Right, I'm back at my computer and she's just made some remarks to me to tidy my desk and whole area. I nearly tidied my workshop but got distracted by my new trike basket which is so fantastick and so wonderful and so brilliant that I have to keep going back into the workshop to admire it.

In the market there was a man selling scythes - no there was - I would'v'e bought one too except I have three scythes, though the truth is when you have three nobody notices a fourth appearing - and another man selling baskets. Baskets I can get away with: we like baskets. Real ones that is. Plastic ones break and end up choking turtles in the Pacific Gyre. I immediately bought one and commissioned another.

'If I bring you my trike, can you make one for that?'

'Trike? What is trike?'

The basketmaker was a Foreigner, from Abroad. Trike had him baffled. But I made him tell me where he lived and called later with the trike in question and beams of sunshine fell on his face. And not long afterwards I had a phone call:

'Oh Ree-chard, I haff made. You a bas. Ket.'

And he had. And here it is. And I'm dead pleased. Because cardboard boxes, however exquisitely formed, aren't - sort of - well anyway, baskets are. On trikes, that is. A cardboard box is Loughborough. A basket is Stamford.

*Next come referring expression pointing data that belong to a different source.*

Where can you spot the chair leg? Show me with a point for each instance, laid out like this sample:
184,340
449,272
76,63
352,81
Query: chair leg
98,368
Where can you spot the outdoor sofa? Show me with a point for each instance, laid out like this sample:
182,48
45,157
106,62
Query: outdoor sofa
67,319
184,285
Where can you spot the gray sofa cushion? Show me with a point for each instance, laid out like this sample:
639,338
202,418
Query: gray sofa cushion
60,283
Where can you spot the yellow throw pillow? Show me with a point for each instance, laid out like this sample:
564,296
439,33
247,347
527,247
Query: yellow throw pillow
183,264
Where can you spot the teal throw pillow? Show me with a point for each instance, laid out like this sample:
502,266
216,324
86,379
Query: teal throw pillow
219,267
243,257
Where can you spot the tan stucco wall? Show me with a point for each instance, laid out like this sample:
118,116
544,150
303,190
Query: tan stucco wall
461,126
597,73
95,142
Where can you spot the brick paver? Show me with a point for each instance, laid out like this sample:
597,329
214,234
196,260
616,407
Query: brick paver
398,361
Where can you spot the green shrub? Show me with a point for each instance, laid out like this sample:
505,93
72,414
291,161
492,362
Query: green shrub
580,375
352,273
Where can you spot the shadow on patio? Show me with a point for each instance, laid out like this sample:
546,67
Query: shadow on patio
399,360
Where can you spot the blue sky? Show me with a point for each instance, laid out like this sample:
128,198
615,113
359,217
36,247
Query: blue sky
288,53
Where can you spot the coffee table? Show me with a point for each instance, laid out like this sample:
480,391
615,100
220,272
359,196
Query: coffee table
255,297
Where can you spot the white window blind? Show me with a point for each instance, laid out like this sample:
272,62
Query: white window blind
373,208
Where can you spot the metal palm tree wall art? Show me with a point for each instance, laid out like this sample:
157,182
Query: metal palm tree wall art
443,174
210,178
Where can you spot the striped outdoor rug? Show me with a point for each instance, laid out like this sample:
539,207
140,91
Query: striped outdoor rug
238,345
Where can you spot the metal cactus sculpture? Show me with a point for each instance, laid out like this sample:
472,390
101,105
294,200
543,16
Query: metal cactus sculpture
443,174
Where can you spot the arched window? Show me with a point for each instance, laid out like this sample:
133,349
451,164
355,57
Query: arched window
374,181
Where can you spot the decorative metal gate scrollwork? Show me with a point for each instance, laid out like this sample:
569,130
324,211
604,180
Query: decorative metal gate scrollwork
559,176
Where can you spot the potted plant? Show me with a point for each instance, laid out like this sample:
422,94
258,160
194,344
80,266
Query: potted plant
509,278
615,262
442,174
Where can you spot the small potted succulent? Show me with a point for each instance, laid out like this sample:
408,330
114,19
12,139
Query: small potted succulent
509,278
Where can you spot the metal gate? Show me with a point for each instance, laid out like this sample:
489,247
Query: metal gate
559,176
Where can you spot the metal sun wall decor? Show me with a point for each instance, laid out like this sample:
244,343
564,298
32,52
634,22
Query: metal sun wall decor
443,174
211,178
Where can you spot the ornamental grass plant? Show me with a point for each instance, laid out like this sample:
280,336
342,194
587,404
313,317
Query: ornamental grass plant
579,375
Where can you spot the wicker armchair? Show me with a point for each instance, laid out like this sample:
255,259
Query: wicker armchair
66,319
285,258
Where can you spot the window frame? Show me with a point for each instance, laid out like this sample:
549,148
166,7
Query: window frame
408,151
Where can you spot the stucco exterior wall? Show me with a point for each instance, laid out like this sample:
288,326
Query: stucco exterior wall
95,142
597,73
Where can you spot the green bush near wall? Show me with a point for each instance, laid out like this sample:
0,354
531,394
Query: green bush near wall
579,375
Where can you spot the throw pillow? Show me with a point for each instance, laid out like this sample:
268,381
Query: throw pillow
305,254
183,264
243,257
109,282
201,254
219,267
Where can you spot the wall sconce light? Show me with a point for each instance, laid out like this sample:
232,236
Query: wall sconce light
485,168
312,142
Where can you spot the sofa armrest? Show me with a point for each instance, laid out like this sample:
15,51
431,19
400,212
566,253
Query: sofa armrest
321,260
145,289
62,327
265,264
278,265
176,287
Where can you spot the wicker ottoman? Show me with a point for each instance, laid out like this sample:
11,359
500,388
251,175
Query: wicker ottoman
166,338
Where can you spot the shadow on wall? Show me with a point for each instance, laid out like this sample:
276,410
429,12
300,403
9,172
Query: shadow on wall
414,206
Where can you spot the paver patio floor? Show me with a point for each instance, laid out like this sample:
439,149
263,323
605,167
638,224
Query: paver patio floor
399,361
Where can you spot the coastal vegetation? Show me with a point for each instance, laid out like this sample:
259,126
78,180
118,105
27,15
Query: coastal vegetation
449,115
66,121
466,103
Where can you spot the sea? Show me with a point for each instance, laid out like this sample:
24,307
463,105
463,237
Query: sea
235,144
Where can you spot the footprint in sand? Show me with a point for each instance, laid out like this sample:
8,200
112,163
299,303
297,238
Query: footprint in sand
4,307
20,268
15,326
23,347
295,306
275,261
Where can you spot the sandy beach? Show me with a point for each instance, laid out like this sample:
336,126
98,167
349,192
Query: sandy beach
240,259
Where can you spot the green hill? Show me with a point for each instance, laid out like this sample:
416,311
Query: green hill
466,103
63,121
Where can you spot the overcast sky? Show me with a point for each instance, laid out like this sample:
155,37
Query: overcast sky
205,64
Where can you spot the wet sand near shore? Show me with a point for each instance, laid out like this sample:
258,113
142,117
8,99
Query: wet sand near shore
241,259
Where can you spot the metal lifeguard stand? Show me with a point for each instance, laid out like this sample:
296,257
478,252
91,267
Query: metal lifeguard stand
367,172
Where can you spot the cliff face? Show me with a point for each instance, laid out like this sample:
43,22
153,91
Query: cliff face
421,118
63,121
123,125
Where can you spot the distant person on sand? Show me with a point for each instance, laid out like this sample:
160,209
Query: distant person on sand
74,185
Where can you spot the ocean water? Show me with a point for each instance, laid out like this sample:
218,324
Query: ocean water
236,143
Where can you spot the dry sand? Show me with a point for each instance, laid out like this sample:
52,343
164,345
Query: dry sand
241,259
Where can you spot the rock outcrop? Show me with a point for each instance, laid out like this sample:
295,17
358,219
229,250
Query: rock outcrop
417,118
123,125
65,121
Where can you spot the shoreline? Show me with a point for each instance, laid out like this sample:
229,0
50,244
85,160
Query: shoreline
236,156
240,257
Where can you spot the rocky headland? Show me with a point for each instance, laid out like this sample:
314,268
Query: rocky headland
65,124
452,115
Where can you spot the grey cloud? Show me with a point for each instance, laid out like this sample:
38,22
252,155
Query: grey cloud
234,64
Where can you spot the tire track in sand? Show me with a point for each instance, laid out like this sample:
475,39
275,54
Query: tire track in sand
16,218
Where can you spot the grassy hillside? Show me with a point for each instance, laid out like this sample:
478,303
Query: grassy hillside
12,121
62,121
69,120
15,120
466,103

A basket on a trike is unf. not terribly good for the collection of compost. Sarah said that her daughter Alex says we can have her horseshit for free if we gather it up but if she, Alex, has to gather it up she, Sarah, will sell it to 'lots of other people who want it' and when you do the sums you can see why. Because horses aren't cheap.

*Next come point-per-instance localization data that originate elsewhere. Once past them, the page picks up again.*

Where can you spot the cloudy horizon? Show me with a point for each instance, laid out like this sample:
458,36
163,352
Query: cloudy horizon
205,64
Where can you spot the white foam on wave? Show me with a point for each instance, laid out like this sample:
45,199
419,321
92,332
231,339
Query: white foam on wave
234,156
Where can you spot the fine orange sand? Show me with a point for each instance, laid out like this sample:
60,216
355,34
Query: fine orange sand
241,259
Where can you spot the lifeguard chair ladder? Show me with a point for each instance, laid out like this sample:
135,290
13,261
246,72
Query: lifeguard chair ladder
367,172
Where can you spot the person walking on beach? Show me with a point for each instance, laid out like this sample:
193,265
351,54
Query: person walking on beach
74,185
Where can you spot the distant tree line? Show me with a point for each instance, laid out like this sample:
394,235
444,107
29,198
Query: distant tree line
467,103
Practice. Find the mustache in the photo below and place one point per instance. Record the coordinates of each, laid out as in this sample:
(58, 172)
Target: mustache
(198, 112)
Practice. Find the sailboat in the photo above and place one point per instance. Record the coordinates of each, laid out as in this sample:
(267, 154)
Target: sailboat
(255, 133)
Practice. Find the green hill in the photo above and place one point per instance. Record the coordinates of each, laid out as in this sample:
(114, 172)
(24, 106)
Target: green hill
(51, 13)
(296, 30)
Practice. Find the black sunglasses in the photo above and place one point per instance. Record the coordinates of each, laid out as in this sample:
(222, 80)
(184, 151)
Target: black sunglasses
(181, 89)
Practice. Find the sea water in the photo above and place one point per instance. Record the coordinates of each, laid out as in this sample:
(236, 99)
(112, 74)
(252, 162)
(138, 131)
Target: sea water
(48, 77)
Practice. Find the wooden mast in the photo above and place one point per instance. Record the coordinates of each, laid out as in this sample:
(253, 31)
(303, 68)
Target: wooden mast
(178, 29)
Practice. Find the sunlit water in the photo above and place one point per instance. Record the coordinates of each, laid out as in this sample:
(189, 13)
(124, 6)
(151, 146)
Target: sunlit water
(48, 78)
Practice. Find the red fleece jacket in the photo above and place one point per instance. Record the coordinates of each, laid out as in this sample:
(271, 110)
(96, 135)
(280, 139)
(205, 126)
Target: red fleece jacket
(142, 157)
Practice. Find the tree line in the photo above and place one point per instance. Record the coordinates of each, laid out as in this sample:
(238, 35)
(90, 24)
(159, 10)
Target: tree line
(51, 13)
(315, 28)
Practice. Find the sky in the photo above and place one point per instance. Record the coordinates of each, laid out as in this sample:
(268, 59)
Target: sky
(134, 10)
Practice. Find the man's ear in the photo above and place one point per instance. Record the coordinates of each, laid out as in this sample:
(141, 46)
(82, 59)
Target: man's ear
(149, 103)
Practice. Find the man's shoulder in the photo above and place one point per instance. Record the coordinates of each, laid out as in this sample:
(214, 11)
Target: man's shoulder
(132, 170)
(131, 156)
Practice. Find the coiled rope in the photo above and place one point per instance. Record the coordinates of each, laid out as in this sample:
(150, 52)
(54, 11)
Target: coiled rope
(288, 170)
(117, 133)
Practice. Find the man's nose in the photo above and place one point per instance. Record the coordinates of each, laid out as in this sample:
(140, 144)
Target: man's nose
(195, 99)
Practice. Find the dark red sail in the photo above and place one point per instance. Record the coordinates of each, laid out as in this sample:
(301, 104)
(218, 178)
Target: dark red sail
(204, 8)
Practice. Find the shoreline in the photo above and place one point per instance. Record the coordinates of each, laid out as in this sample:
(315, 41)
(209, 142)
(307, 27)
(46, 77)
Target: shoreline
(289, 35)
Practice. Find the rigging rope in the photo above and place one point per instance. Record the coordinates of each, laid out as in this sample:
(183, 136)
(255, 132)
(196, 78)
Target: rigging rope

For compost two 75 litre plastic dustbins are employed and I hope they last longer than washing baskets and don't end up in the gullets of dead albatross chicks. With containers of Known Volume and visits of Known Frequency one discovers that 350 litres of horse compost are generated in 7 horse-days, which = 50 litres of compost per horse per day. In the olden days stage coaches required a horse per mile: a proprietor of one coaching firm owned (I have just read) 68 coaches, 2,000 horses, and 2,000 employees to manage the hundred thousand daily litres of compost. Though as a coach travelled at 10mph, I calculate the roads received 833 cubic centimetres per mile. Plus wagon-horse compost, of course, and that of the local squire and all the other horsemen. Of which there wouldn't have been all that many, because Amber was being shod and the farrier told me that shoeing a horse is $100 and takes place every 8 weeks starting from when the horse is 4 years old. So if a horse lasts 20 years it will cost $10,400 in tyres, so to speak. Sarah recoups $2 a bag for compost but my researches have not extended to buying such a bag and weighing it. My researches extend to building trailers for my two 75-litre bins. - I can't pull more than that. I'm down to 5mph as it is.

Nevertheless I strongly commend compost collection on a bike as a means of personal weight control but you mustn't trust me because I'm an evangelical on the subject of bicycle haulage. In fact I'm a Bicyclist's Witness. I put on a smart suit and carry a small leather-bound copy of Bicycling Science Third Edition and knock on doors and ask people if they've been Saved.